Ma in futuro si andrà ancora in pensione? L’età media della vita si allunga. Siamo in una società che invecchia e, generalmente, in buona salute: di sicuro meglio che in passato.
La soglia della terza età, forse della quarta e magari della quinta, si sposta in avanti: se arriveremo in massa ai 90, 100 anni e oltre si imporranno modifiche e cambiamenti nel sistema di sicurezza sociale.
Si delineano scenari d’intervento: il punto centrale è cercare di capire come l’Avs vorrà o dovrà rimodulare la sua azione. Lo sappiamo: è sempre più agevole porre problemi che trovare soluzioni e sposte. In linea di principio non si possono alzare muri aprioristici, pro o contro. Saggio distinguere, evitando pregiudizi.
Chiaro che per versare la pensione bisogna disporre di liquidità, facendo tornare i conti. Si rendono necessari provvedimenti e si impone una riflessione ad ampio raggio che tenga conto dei vari aspetti. Un punto di contrasto è l’allineamento a 65 anni dell’età pensionabile tra uomo e donna. Secondo alcuni ci dev’essere parità anche in questo contesto, quindi pari diritti e pari doveri. È evidente tuttavia che questa  conclamata parità non esista nel contesto lavorativo, basti pensare alle disparità in busta paga e alle perduranti difficoltà di far carriera. Alcune posizioni sono appannaggio degli uomini e restano precluse alle donne. Quindi parità a senso unico?
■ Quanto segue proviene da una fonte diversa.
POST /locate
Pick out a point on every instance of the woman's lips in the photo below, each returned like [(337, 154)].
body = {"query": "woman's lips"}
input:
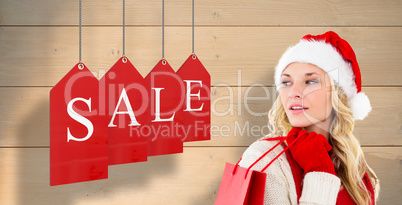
[(298, 111), (299, 108)]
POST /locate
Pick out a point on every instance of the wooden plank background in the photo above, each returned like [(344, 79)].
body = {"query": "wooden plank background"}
[(239, 42)]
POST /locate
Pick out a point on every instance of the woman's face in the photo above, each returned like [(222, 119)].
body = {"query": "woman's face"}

Si sostiene poi che avanti di questo passo i giovani rischiano di non potersi permettere di andare in pensione, perché non ci saranno più soldi. Già, i giovani: che con il loro lavoro creano l’anello di continuità, consentendo al sistema pensionistico di autosostenersi. Piccolo dettaglio non del tutto marginale: si rischia di fare i conti senza l’oste, vista la denatalità che è ormai una costante dell’Occidente.
La questione è indubbiamente complessa, ma per venirne a capo non è sufficiente alzare progressivamente, di volta in volta, l’asticella anagrafica ritardando l’entrata in AVS. Per quanto preziosa sia l’esperienza, è innegabile che dai settanta in su si abbiano ritmi diversi da quelli frenetici della modernità. Ci sono inoltre lavori usuranti, non circoscrivibili soltanto ad attività faticose, dai muratori a quelli che fanno manutenzione delle strade con ogni meteo. Consideriamo certi lavori intellettuali, dalle cattedre universitarie ai medici che operano comunque in condizione di stress, nemico giurato della salute. Ma anche i videoterminalisti, che trascorrono le loro giornate davanti allo schermo di un PC, confrontati anche con l’esigenza di continui aggiornamenti per l’evoluzione tecnologica. Si calcola che il 65% di coloro che oggi hanno 12 anni faranno dei lavori che attualmente non esistono.
La scienza e la medicina con le loro conquiste permettono di vivere più a lungo e meglio, con possibilità di progettare per tempo una ricca stagione di maturità. Eppure questi traguardi finiscono per comportare un risvolto negativo: è legittimo domandarsi se scopo primario di un’esistenza sia essere costretti a lavorare. Dopo aver dato anni alla vita, cruciale dovrebbe diventare l’esigenza di dare vita agli anni, evitando di spremere l’uomo a oltranza per poi parcheggiarlo in inverni di solitudine. In Giappone la Costituzione dichiara che "i vecchi devono essere amati e rispettati, essendo coloro che a lungo hanno contribuito allo sviluppo della società". Già, ma da quando si diventerà… vecchi?